In questo quadro, nella serata di venerdì il ministro degli Esteri venezuelano Jorge Arreaza ha tenuto un press briefing alle Nazioni Unite. Per certi versi, un déjà vu della conferenza stampa che il Ministro tenne qualche settimana fa, se non fosse che questa volta ha accettato le domande dei giornalisti. Arreaza ha riferito di aver incontrato il Segretario Generale, e di aver parlato con lui in merito alle prossime iniziative da prendere in sede ONU e di un eventuale supporto tecnico e umanitario coordinato dalle Nazioni Unite.
Nella nota diffusa dall’ufficio di Guterres, il Segretario Generale ha esortato le autorità venezuelane a non usare “forza letale” contro i civili. Dal canto suo, nel briefing al Palazzo di Vetro Arreaza, sventolando la Carta delle Nazioni Unite, è tornato a contestare le “interferenze straniere”, in primis statunitensi, negli affari venezuelani, denunciando la presenza di gruppi paramilitari al confine con la Colombia ed elencando le diverse “operazioni false flag” a suo avviso condotte negli anni passati contro la sovranità del Venezuela.
Ai giornalisti che gli hanno chiesto conto delle violenze delle ultime ore, il Ministro ha innanzitutto glissato, sottolineando però la tendenza generale ad accusare Maduro “per tutto quello che succede”. Quindi, noi della Voce gli abbiamo chiesto un follow-up, domandando se i militari avessero ricevuto ordini precisi di sparare sui civili, e cosa sarebbe successo a chi di loro avesse deciso di non seguirli. (Vedere Video sotto dal minuto 20:31)
Nella domanda, abbiamo fatto riferimento ai fatti di piazza Tienanmen, quando uno studente impedì il passaggio di un carro armato semplicemente ponendosi di fronte ad esso pacificamente. In quel caso – era il sottinteso – nessuno gli sparò. Arreaza ha sostanzialmente negato la veridicità della versione riportata dai media, chiedendoci se avessimo visto un video dei fatti (ad oggi non disponibile e mai pubblicato da nessun media), e sottolineando che i membri dell’esercito venezuelano non hanno mai ricevuto ordini simili, visto che “noi vogliamo la pace e la stabilità”. “Le notizie sull’uso di armi leggere al confine venezuelano non sono corrette, un militare non avrà mai l’ordine di sparare ai civili”, ha detto. Aggiungendo che “i soldati sono lì per proteggere il territorio venezuelano”.

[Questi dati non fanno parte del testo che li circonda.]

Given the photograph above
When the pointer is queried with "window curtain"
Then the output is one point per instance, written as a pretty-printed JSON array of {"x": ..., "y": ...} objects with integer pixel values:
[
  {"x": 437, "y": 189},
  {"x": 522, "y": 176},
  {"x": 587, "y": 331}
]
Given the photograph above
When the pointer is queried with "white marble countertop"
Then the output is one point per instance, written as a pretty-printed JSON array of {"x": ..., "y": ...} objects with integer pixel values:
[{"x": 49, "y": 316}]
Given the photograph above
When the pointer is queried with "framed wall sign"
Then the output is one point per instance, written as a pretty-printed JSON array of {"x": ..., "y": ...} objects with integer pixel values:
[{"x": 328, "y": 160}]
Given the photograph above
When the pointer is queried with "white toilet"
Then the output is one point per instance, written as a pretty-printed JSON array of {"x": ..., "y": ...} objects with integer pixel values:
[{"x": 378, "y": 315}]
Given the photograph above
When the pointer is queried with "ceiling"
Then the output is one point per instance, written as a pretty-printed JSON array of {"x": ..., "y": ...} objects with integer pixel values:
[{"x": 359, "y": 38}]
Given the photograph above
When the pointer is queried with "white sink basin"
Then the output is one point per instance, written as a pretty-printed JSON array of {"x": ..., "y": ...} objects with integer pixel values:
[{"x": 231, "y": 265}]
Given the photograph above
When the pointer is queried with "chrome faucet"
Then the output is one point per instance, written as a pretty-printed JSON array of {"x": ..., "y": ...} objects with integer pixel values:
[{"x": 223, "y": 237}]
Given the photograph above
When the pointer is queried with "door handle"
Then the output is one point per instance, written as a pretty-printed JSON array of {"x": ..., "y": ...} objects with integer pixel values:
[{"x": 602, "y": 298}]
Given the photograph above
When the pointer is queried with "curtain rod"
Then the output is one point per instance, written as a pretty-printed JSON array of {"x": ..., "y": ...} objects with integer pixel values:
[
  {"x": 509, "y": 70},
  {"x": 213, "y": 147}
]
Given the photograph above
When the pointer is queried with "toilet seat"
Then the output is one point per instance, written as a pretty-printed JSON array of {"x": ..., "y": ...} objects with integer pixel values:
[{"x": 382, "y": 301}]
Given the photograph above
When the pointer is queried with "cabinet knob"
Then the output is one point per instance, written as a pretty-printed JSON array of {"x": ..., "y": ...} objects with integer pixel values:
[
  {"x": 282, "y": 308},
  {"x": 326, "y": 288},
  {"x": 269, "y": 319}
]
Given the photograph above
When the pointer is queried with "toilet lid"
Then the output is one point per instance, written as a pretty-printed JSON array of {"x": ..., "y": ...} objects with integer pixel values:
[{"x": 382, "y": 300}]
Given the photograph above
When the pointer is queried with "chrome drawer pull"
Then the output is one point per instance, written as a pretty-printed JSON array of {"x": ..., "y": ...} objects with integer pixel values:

D’altra parte, Arreaza ha confermato che l’amministrazione di Nicolás Maduro è in contatto con altri Paesi dell’area per esprimere la propria preoccupazione per un possibile intervento militare straniero. “Comunichiamo con le autorità di Porto Rico e della Repubblica Dominicana, a cui esprimiamo la nostra preoccupazione”, Paesi che, ha proseguito, “hanno negato l’arrivo di forze speciali nel loro territorio: confidiamo che sia così”, ha spiegato.